Agriculture, being mostly traditional and not market-oriented, remains undertaken as just a way of life instead of a profitable profession. Digging which predominates Africa’s rural farming is despised and highly considered backward, primitive, and a sure way for one to remain perpetually poor if not abandoned at the earliest opportunity. Many children brought up in rural areas abandon digging as soon as they join secondary schools, leaving the task to their parents! Teachers on the other hand mete digging as a punishment to errant students, an act that compels the students to resent and abandon a task associated with the punishment. Agriculture is equated with staying and working in rural areas and yet rural areas are devoid of modern facilities such as good housing, electricity, entertainment, easy communication and good schools for children’s education. It will thus be dissented and avoided by many.

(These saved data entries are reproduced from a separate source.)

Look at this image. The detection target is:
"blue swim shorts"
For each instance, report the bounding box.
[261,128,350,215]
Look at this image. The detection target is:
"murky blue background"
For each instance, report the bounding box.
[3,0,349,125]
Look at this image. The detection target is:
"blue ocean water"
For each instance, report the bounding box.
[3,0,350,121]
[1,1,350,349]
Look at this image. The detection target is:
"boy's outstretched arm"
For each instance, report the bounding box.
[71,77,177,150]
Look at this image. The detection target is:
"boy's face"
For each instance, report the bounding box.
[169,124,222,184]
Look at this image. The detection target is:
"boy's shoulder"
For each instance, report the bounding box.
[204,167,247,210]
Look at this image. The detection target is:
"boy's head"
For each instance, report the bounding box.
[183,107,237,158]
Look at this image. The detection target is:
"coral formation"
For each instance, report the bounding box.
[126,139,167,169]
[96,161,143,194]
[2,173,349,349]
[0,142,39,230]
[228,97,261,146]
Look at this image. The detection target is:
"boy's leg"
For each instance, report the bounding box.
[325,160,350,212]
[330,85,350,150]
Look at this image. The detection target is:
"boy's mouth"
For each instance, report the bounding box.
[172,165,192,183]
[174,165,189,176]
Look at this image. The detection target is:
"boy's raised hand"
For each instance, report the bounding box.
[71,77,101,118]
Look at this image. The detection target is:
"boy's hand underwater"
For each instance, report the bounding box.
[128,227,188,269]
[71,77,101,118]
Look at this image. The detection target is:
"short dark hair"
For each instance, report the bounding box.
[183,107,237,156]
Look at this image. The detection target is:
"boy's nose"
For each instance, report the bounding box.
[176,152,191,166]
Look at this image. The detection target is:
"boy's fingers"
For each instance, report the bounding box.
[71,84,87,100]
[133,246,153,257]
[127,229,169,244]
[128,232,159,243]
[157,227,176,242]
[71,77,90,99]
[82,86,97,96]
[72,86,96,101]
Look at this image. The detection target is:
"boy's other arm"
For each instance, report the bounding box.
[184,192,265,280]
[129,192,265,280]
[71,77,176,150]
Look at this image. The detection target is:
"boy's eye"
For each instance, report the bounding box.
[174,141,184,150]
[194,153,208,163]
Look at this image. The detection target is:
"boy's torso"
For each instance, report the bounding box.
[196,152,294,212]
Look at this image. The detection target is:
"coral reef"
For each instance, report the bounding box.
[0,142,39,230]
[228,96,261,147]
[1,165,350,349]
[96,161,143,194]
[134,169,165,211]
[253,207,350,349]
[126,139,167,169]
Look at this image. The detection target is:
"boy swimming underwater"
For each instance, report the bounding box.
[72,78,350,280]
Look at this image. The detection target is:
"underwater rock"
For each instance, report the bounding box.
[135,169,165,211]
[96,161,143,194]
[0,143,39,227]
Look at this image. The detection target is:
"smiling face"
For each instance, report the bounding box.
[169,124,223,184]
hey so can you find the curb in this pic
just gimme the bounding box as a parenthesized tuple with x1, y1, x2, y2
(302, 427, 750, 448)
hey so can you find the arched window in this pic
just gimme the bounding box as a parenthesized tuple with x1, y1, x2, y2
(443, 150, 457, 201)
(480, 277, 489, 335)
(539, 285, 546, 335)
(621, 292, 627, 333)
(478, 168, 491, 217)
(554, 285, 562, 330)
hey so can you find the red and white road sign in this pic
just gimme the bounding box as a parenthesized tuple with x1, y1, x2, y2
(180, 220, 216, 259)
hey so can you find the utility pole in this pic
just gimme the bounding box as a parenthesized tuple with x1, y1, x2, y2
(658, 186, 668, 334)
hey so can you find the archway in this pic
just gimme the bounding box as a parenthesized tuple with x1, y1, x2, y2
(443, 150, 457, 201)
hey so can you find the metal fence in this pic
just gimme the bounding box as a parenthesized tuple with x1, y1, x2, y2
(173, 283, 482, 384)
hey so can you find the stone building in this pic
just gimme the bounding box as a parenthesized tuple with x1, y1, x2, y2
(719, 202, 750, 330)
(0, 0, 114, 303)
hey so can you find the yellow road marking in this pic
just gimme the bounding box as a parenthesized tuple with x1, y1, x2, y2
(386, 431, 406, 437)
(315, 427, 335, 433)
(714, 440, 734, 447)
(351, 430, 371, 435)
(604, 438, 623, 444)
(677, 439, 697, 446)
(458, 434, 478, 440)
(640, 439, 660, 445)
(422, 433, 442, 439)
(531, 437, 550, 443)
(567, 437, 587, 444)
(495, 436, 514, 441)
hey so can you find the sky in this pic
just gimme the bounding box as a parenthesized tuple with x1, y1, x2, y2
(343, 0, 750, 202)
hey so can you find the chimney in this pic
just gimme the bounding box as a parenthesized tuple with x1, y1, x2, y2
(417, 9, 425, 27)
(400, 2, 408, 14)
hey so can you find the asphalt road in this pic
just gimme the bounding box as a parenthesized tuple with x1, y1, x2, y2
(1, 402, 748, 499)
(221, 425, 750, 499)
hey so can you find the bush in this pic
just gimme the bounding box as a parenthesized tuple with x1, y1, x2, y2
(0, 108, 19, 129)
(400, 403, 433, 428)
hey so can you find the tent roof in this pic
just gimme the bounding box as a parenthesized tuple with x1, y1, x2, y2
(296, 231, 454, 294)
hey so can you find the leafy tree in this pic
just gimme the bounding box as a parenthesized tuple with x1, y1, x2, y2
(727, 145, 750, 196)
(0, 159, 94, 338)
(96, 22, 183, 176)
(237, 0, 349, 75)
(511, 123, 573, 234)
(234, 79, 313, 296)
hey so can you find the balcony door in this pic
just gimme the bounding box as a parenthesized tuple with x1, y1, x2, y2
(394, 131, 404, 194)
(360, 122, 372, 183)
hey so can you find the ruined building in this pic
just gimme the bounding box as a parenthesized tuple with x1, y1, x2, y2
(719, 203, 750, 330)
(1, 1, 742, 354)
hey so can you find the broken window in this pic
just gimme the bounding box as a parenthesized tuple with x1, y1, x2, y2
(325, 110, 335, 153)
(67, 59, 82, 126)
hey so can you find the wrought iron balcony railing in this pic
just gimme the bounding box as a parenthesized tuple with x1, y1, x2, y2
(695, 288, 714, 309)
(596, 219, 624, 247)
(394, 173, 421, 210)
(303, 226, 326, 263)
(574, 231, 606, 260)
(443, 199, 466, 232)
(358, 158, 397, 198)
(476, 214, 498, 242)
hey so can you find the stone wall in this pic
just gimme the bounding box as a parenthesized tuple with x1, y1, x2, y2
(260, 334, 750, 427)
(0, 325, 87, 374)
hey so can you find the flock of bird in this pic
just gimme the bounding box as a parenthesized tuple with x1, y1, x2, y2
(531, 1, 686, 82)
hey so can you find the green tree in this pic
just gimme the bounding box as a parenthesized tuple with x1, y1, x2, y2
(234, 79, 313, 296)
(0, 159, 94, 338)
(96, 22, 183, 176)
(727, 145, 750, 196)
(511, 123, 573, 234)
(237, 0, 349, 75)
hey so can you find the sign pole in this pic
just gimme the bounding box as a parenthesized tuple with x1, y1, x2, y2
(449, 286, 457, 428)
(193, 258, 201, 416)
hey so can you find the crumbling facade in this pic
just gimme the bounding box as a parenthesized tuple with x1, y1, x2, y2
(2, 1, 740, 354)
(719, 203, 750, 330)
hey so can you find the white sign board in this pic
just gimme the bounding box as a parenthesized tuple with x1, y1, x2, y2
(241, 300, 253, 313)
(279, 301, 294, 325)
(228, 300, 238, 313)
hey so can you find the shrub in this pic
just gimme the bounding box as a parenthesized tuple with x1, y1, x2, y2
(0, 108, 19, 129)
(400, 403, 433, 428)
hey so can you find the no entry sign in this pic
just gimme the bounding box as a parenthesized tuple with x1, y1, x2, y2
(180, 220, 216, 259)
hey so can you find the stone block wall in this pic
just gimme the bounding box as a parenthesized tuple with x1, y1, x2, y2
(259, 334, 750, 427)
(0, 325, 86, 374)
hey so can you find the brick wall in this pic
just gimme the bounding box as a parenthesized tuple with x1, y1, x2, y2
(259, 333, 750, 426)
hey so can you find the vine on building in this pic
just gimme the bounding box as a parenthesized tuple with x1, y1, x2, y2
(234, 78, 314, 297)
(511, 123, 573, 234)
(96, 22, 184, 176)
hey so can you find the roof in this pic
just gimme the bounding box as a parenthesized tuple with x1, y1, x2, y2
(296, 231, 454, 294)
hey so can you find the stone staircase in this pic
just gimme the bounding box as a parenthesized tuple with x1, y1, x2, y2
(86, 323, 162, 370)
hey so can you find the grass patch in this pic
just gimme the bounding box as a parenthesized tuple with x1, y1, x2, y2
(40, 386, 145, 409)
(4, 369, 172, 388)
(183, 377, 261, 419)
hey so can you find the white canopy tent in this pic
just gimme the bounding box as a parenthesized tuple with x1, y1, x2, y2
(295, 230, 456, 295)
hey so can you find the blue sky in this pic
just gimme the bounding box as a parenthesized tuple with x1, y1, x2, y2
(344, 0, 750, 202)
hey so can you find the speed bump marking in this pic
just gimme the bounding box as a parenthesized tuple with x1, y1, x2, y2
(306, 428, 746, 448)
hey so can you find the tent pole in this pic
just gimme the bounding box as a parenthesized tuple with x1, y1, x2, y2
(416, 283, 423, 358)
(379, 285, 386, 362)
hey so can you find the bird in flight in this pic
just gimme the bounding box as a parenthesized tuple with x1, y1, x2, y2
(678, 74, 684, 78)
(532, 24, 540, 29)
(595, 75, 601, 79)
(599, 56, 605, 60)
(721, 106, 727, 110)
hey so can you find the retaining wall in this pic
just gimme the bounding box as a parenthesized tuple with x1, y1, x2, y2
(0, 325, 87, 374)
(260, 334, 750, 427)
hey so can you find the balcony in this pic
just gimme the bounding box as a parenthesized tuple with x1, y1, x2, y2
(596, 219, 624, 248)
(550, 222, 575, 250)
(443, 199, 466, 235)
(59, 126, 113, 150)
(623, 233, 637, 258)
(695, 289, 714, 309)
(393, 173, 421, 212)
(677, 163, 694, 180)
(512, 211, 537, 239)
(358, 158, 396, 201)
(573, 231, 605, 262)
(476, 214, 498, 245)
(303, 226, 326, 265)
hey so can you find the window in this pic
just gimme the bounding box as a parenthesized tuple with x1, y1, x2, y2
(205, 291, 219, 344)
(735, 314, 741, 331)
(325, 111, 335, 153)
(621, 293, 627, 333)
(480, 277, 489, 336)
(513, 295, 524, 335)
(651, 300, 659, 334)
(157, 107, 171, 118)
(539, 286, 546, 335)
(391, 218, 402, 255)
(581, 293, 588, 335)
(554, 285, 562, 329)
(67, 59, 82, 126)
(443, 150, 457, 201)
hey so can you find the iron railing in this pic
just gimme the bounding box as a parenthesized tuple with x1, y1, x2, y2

Any interventions geared at improving Africa’s agricultural situation must consider that agriculture is largely a practical science which must be approached along sound, appropriate and balanced principles. People’s attitudes must be reoriented to appreciate and promote agriculture as a profitable and noble profession. In addition, there must be incentives to attract and retain people in farming. As a matter of Policy, African Governments must put agricultural education high on development agenda. Education curricula should be revised, making agriculture a compulsory subject at primary, secondary and as appropriate, college levels. In agricultural universities and tertiary institutions, practical training should be promoted and emphasised. This also applies for agriculture teacher training colleges and other institutions.

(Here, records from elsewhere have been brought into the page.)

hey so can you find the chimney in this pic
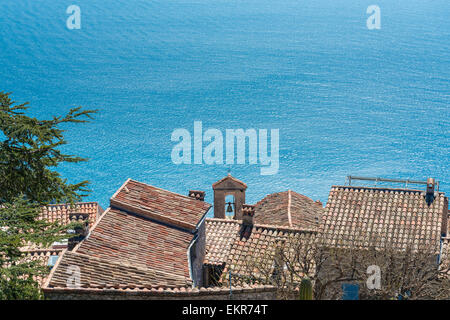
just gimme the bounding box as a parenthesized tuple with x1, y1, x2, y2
(67, 213, 89, 250)
(188, 190, 205, 201)
(425, 178, 436, 206)
(242, 204, 255, 226)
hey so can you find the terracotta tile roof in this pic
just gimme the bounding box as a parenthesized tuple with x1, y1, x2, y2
(321, 186, 448, 251)
(21, 249, 63, 263)
(40, 202, 103, 229)
(110, 179, 211, 232)
(44, 208, 197, 291)
(44, 179, 211, 293)
(46, 251, 192, 290)
(205, 218, 317, 282)
(20, 249, 63, 284)
(75, 208, 195, 279)
(16, 203, 101, 252)
(205, 218, 241, 265)
(254, 190, 323, 229)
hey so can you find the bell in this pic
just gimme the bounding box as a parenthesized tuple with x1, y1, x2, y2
(226, 202, 234, 213)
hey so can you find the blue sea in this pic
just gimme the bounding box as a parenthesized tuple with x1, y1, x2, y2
(0, 1, 449, 212)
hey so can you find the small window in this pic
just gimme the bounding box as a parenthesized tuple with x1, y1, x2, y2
(47, 255, 59, 268)
(342, 283, 359, 300)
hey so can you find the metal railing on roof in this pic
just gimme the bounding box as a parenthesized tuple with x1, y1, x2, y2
(346, 176, 440, 191)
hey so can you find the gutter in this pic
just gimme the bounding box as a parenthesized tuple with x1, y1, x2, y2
(187, 233, 199, 288)
(187, 206, 211, 288)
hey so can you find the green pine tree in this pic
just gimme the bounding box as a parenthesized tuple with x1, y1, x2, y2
(0, 91, 97, 299)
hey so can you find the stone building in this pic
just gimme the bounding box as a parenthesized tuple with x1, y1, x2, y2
(42, 175, 322, 299)
(318, 179, 449, 299)
(40, 175, 449, 299)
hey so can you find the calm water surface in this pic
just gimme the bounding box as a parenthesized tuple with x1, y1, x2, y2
(0, 1, 448, 212)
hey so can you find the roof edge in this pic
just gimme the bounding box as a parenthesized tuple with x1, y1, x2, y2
(110, 199, 199, 232)
(44, 201, 102, 207)
(205, 218, 317, 234)
(126, 178, 212, 203)
(330, 185, 445, 195)
(42, 284, 277, 296)
(42, 249, 67, 289)
(110, 178, 132, 200)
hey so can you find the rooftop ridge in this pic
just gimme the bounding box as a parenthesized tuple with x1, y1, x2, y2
(331, 185, 445, 194)
(253, 189, 318, 208)
(127, 178, 209, 203)
(110, 179, 211, 232)
(20, 249, 63, 255)
(205, 218, 317, 234)
(44, 202, 100, 207)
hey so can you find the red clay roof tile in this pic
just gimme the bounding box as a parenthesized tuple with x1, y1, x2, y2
(44, 179, 212, 292)
(46, 251, 192, 290)
(40, 202, 103, 229)
(205, 218, 316, 283)
(254, 190, 323, 229)
(111, 179, 211, 231)
(321, 186, 448, 251)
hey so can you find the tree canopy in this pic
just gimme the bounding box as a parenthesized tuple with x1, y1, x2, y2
(0, 91, 97, 299)
(0, 91, 96, 205)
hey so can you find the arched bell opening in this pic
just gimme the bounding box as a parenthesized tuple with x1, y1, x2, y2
(225, 194, 235, 218)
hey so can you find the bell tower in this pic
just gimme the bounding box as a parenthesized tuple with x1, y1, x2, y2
(212, 174, 247, 219)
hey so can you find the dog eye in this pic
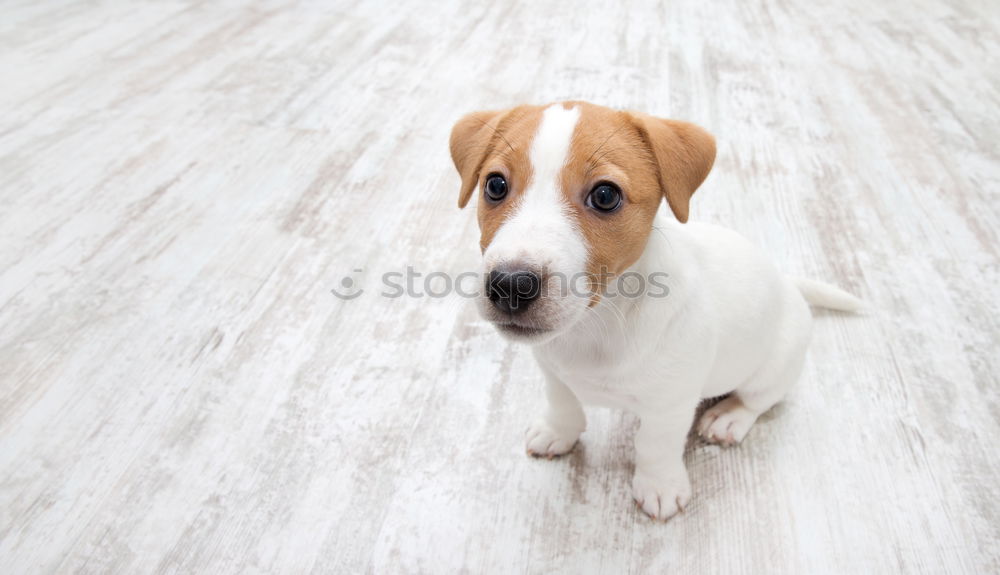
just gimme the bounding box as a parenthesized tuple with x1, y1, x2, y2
(587, 183, 622, 212)
(484, 174, 508, 202)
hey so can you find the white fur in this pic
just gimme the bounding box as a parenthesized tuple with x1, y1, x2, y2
(479, 107, 857, 521)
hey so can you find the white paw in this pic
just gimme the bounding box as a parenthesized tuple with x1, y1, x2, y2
(697, 395, 761, 446)
(632, 469, 692, 521)
(525, 420, 580, 458)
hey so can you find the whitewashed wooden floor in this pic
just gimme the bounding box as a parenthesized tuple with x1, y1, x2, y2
(1, 1, 998, 573)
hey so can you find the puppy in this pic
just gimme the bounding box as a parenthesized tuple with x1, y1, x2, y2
(449, 101, 861, 520)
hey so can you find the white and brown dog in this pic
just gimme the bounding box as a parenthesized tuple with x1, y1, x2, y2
(449, 101, 861, 521)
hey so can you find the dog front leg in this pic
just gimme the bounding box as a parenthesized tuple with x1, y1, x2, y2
(631, 399, 699, 521)
(524, 363, 586, 458)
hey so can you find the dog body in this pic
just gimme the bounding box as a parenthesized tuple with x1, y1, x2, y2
(450, 101, 860, 520)
(537, 216, 811, 410)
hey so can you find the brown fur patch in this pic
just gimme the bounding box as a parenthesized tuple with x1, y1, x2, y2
(450, 105, 545, 252)
(558, 103, 666, 293)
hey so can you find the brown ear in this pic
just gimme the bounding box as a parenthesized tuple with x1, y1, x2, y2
(449, 109, 505, 209)
(628, 113, 716, 223)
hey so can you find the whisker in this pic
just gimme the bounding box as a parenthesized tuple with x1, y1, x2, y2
(585, 122, 628, 166)
(473, 116, 516, 156)
(584, 145, 626, 180)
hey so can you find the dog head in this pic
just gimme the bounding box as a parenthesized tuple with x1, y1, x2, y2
(450, 101, 715, 343)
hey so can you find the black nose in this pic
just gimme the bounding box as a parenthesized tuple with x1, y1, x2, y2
(487, 268, 541, 315)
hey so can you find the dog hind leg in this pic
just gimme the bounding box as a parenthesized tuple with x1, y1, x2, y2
(697, 305, 811, 446)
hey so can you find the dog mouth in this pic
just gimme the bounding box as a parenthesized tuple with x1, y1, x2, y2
(493, 319, 550, 340)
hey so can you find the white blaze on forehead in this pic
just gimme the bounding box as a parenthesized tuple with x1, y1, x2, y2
(528, 104, 581, 195)
(484, 104, 588, 283)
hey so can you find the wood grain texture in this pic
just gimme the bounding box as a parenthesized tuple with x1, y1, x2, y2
(1, 0, 998, 573)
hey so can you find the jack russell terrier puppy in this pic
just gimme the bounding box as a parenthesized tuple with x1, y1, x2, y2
(449, 101, 861, 521)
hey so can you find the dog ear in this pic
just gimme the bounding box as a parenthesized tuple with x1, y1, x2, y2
(449, 109, 505, 209)
(627, 113, 716, 223)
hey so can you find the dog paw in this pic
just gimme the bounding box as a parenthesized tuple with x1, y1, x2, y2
(697, 395, 761, 446)
(632, 469, 692, 521)
(525, 420, 580, 458)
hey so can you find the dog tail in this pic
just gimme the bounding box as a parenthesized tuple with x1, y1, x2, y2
(792, 277, 864, 312)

Governments should help schools to establish suitable school gardens and demonstration plots. Schools should in turn help students to form agricultural clubs and societies. Through these arrangements, the students can be encouraged to grow some vegetables and rear small livestock, whose products the schools could buy for school feeding. In that way, the students earn some pocket money while at the same time gaining practical knowledge and appreciation of the experience and as a policy matter, digging (where it occurs).as a punishment should be outlawed. Governments should support practical agriculture training by allocating adequate financial resources for agricultural education besides setting appropriate agriculture education methodology, quality and standards for all institutions, enshrined in the curriculum.
Deliberate government policy to mobilise and sensitise the youth on the importance of agriculture in national economic development and food security, and helping them focus on agriculture as a business and not as just a way of life would reorient their thinking and appreciation of the subject. Agricultural education should be extended to informal level, by involving local institutions such as churches and mosques which have diverse followers.
Most importantly, African governments must restart supporting agriculture. Definitely, nobody will be attracted to a highly risky and unprofitable venture. We were duped into abandoning our agriculture when developed countries continue to pump over US$ 300 Billion per year (1 billion per day) as subsidies to their farmers.